5 responses to “Corpses on the river

  1. Jim,
    Very nice post about this happenings in Alton and Hannibal. Both places are close to my heart as I lived in St. Louis for about 10 years and I have visited both of them on more than one occasion. I used to drive to Alton and sometimes even take the ferry to cross the river.

    The topic of your post definitely caught my eye. While it has not a thing to do with your post, I have heard that corpses were set off into the Ganges with a hot coal in the mouth. I am not sure if this is simple a myth or real but when I saw the title of your post that’s what came to my mind.

    Peace 🙂

    • Chandra,
      Thanks for looking at my blog and for the nice words. What were you doing in St. Louis? By the way, I’ve also read your blog. Take care

      • Jim, You are most welcome!
        I worked in St. Louis from 1999 till 2008. I worked for a few employers there. I moved to DFW for my current job!
        Take care.

  2. Grateful


    I just found your blog and lo-and-behold the third post down was of Alton. I did a lot of living in Alton in the short time I lived there. I was 16 then. I worked at the motel at the foot of the Lewis & Clark bridge and lived in an efficiency in one of the grand old river homes that had long since been converted into apartments. Two years prior, just before my 14th birthday, I had “run away from home”, (in Meadowbrook), due to an extremely abusive stepdad, (circa 1959). I traveled the country, working and surviving, and then came back to Alton in ’61.

    You may know Andy Yaktis, a writer for the Alton Evening Telegraph. A few years my senior and not long returned from Korea, he befriended and mentored me on basic life and intellectual skills. His acquaintance came at a pivotal moment in my life and set the course for for my future, which now in retrospect has been an amazing and successful journey through this realm.

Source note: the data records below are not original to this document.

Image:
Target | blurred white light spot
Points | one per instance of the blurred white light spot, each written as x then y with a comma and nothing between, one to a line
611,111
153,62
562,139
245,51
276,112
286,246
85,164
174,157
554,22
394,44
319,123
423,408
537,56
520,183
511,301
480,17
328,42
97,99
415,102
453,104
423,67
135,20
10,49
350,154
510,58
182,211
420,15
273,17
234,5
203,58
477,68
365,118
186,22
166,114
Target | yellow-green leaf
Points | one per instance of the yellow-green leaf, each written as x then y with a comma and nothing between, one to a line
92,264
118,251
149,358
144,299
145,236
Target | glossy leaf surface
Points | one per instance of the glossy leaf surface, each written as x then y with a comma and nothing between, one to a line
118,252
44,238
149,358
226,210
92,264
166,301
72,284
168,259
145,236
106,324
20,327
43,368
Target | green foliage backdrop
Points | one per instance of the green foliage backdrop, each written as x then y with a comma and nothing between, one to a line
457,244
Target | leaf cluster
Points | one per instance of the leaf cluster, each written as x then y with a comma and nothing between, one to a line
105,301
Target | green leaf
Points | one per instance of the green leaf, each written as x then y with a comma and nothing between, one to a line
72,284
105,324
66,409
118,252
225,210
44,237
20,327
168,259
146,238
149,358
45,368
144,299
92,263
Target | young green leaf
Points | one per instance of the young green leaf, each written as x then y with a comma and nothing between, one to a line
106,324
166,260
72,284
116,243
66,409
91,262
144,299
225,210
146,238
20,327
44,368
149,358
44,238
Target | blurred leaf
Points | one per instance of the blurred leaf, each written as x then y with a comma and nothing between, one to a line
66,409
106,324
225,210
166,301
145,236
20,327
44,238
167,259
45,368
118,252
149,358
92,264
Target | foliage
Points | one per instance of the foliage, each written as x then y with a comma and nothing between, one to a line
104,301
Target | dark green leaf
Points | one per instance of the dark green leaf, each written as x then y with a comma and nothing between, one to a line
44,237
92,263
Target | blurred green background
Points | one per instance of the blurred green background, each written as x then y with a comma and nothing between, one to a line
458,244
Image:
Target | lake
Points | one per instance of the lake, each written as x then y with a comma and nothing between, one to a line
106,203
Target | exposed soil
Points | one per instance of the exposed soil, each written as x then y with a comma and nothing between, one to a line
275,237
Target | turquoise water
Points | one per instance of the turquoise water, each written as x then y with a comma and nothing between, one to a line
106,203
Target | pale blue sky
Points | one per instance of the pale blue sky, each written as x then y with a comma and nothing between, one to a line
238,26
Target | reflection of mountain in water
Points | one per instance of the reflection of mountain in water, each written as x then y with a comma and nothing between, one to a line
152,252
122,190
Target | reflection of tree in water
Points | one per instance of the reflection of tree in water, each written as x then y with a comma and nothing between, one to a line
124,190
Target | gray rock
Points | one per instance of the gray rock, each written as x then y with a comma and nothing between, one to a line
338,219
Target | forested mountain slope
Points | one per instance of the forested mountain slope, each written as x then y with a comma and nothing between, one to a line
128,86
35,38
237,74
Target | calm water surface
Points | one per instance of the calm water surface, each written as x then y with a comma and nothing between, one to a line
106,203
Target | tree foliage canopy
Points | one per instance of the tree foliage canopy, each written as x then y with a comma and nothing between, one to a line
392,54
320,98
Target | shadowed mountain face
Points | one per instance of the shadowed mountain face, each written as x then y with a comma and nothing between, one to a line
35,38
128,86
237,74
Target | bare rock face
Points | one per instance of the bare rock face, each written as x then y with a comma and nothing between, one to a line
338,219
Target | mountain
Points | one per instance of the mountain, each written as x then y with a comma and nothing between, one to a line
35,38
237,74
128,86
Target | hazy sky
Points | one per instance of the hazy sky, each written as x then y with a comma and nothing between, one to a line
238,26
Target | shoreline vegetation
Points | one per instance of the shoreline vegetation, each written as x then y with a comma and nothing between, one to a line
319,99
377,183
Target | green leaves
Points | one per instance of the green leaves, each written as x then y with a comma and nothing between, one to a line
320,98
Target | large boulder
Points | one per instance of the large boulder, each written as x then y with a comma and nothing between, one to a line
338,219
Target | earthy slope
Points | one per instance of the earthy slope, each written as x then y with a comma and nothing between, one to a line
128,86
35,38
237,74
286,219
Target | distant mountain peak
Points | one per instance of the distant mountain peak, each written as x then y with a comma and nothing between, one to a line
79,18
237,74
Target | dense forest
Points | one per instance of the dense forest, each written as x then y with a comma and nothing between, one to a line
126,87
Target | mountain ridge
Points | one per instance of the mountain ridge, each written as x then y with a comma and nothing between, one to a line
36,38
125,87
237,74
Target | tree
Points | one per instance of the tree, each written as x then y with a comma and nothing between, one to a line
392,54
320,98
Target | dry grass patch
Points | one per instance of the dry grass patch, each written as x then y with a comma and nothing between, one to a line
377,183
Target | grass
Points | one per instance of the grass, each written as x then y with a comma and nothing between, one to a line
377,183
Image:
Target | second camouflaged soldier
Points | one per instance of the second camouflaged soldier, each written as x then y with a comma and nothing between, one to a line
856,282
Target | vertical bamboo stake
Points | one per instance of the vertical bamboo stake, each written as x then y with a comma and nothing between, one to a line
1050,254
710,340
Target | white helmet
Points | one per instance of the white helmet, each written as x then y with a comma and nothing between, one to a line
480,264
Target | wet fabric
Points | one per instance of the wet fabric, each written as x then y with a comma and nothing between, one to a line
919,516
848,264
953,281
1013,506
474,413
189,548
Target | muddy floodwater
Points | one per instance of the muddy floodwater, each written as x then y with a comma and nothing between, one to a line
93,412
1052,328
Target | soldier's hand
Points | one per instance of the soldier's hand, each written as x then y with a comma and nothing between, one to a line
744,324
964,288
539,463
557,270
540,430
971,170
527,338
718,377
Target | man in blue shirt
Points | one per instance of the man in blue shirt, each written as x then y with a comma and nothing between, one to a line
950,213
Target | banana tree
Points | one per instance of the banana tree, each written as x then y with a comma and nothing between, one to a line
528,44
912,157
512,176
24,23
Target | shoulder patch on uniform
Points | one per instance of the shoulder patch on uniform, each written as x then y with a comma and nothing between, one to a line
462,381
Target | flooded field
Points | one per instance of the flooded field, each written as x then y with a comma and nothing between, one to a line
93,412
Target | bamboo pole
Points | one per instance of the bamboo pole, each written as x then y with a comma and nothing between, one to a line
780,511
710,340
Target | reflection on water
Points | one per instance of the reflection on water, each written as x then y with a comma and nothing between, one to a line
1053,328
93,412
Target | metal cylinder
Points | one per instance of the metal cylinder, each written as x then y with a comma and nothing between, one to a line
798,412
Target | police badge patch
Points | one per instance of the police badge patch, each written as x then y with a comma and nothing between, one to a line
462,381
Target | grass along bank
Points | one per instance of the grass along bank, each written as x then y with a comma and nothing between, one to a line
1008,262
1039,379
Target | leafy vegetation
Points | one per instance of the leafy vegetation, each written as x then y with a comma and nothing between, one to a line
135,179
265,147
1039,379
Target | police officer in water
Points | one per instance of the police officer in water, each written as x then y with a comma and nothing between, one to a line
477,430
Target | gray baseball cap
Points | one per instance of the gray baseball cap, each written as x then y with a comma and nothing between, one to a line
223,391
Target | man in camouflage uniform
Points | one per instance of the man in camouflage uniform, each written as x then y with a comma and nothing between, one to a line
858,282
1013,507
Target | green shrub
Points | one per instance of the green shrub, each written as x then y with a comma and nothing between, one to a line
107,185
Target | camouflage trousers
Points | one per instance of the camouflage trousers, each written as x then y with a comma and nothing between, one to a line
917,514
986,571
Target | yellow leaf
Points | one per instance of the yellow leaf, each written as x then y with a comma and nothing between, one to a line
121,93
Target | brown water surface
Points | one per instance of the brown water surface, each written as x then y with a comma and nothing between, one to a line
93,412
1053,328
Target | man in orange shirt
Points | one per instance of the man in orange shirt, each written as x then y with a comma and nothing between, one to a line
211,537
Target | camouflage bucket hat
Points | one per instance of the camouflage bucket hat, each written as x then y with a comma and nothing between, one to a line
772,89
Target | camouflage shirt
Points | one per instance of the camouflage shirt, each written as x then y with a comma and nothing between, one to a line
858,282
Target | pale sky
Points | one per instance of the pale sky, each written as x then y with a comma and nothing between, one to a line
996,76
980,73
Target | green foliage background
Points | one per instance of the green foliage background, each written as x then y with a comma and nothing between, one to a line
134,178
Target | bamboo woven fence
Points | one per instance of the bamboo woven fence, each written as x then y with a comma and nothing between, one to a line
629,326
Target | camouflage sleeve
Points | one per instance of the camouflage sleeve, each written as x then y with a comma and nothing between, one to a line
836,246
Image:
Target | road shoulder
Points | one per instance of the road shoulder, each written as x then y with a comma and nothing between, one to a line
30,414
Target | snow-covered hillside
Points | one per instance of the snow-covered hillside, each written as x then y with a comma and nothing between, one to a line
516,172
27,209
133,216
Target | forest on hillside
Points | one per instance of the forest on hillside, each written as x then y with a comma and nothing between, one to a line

    I’m glad I found your blog. I’ll bookmark it and stay tuned. I’m an avid cyclist, at 66, and so hope to do some touring someday.

    Dr. Grateful G.

  3. Dear Dr. Grateful G.,
    Thanks for your note and for reading my blog.
    Yes, I knew Andy Yakstis when I worked for the Alton Telegraph part-time when I was a student at Southern Illinois University at Edwardsville. I’ve noted that he — and Jim Kulp, whom I also knew when I worked there — stayed with the paper for many years. I doubt if they would remember me.
    I visit Alton a couple times per year, as one of my sisters still lives there. In fact, I’ll be in Alton over Labor Day weekend for a 50th reunion of the Marquette High School Class of 1960. The week before, I plan to ride the Katy Trail in Missouri from Clinton to St. Charles. Again, thanks for reading the blog. Please accept my apologies for taking so long to get back to you.